We have been working on CSR matrix - vector multiply (single-precision float) recently. The speed-up is roughly 23x compared with single core implementation on Phenom 9550 CPU.
However, the speedup is only seen when the matrix is large enough, say N_nz = 10million and N_row = 1million.
There is no speedup when N_row is less then 10000.
Thank you for the reply.
The performance you mentioned seems consistant with papers I have read. You think that is because of data-reuse or communication latency via the PCI Bus?
Anyway, I still would like to implement the C++ code in GPU. Can you help?
We do not count any data transmission latency between system memory and graphic memory.
The bottle neck is gathering data in X using the Column indices, since the memory access is not continuous and the cache hit rate is very low.
If you plan to implement only the SpMV operation on GPU and transfer data between system and the card everytime, I personally do not think this a good idea. When accelerating an algorithm on GPU, we should try to keep all data in the graphic memory as long as possible, and try the best to reduce transmission.
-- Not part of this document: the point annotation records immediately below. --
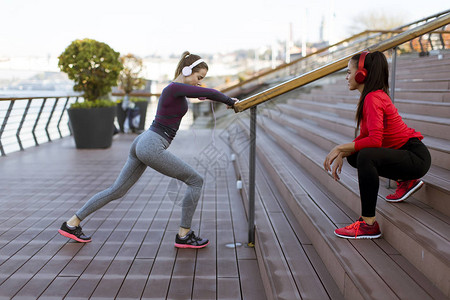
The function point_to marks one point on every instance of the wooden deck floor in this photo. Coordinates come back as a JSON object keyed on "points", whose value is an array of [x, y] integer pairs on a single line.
{"points": [[132, 255]]}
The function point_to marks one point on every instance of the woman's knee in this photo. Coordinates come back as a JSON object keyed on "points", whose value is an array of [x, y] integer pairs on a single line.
{"points": [[195, 179], [352, 159]]}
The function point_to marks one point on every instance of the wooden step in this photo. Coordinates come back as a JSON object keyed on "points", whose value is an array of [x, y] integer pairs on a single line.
{"points": [[362, 269], [439, 148], [428, 125], [436, 193], [443, 84], [426, 108], [429, 237], [434, 95]]}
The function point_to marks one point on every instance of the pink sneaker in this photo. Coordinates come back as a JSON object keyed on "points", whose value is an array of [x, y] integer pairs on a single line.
{"points": [[404, 190], [359, 230]]}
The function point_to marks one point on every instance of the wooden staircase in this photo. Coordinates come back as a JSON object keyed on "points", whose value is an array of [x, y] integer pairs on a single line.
{"points": [[298, 205]]}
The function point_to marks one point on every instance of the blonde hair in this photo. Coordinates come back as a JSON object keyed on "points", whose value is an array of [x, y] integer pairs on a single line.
{"points": [[188, 59]]}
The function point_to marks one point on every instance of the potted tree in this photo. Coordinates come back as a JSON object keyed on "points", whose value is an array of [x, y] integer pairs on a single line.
{"points": [[95, 68], [129, 80]]}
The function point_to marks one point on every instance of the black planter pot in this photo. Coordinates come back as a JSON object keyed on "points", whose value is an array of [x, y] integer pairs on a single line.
{"points": [[142, 109], [92, 128]]}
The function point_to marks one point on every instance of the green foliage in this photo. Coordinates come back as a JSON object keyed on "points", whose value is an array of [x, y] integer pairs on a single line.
{"points": [[94, 66], [129, 79], [92, 104]]}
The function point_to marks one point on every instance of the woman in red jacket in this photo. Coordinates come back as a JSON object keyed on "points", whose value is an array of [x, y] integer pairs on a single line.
{"points": [[386, 146]]}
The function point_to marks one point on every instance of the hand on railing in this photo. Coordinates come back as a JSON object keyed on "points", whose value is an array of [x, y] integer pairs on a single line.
{"points": [[236, 100]]}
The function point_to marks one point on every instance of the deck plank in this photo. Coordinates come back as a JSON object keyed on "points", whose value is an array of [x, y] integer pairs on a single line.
{"points": [[132, 254]]}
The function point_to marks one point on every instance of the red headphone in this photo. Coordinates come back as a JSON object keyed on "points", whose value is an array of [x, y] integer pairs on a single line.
{"points": [[361, 73]]}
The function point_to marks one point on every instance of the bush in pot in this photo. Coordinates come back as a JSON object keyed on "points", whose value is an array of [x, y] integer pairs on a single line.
{"points": [[94, 67]]}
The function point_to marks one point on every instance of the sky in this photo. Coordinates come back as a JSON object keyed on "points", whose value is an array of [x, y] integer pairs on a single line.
{"points": [[143, 27]]}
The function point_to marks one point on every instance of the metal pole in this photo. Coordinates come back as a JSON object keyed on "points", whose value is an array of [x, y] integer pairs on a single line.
{"points": [[2, 129], [251, 197], [393, 71], [22, 121]]}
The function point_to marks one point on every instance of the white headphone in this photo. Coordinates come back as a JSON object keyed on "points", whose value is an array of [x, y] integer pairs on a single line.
{"points": [[188, 70]]}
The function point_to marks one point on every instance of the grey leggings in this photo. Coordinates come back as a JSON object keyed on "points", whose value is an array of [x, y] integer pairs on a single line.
{"points": [[150, 150]]}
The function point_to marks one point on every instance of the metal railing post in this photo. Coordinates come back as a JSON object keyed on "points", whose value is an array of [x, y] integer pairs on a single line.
{"points": [[392, 92], [37, 121], [252, 167], [2, 129], [50, 119], [61, 116], [22, 121]]}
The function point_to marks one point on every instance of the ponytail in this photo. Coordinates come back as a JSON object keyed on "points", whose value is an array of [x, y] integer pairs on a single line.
{"points": [[186, 60], [377, 78]]}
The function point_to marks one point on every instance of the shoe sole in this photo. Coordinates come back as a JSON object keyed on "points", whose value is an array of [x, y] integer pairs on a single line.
{"points": [[71, 236], [408, 194], [358, 237], [184, 246]]}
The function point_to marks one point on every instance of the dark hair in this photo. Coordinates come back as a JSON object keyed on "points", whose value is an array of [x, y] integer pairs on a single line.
{"points": [[188, 59], [377, 78]]}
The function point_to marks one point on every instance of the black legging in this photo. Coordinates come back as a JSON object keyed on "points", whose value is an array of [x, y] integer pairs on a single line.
{"points": [[411, 161]]}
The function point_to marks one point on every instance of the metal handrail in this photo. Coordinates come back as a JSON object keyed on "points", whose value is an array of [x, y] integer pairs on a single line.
{"points": [[253, 101], [43, 120], [339, 64]]}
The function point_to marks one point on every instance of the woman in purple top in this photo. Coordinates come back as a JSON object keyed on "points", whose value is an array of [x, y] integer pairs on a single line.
{"points": [[150, 150]]}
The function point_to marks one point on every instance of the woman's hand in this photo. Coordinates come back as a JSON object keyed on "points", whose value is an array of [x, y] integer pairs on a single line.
{"points": [[330, 158], [337, 167], [236, 100]]}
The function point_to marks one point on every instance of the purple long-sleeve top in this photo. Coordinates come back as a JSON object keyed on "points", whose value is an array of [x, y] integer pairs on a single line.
{"points": [[173, 105]]}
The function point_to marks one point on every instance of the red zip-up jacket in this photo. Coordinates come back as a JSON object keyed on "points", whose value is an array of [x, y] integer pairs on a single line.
{"points": [[381, 125]]}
In other words, implementing the whole algorithm on GPU is much more beneficial than implementing part of it. We do not count the transmission latency when measuring performance because we assume that SpMV is only part of a GPU algorithm instead of a CPU one.
Thanks for the info.
I can see how the gathering of x using column indices is an issue since the accesses are not continuous - I am running into this problem. The matrix-vector algorithm is to be used within the execution of a conjugate gradient solver. I decided to implement that part of it on GPU since it seems to be the performance bottle-neck.
Maybe I should try and do the entire solver on the GPU - although this would be no easy task.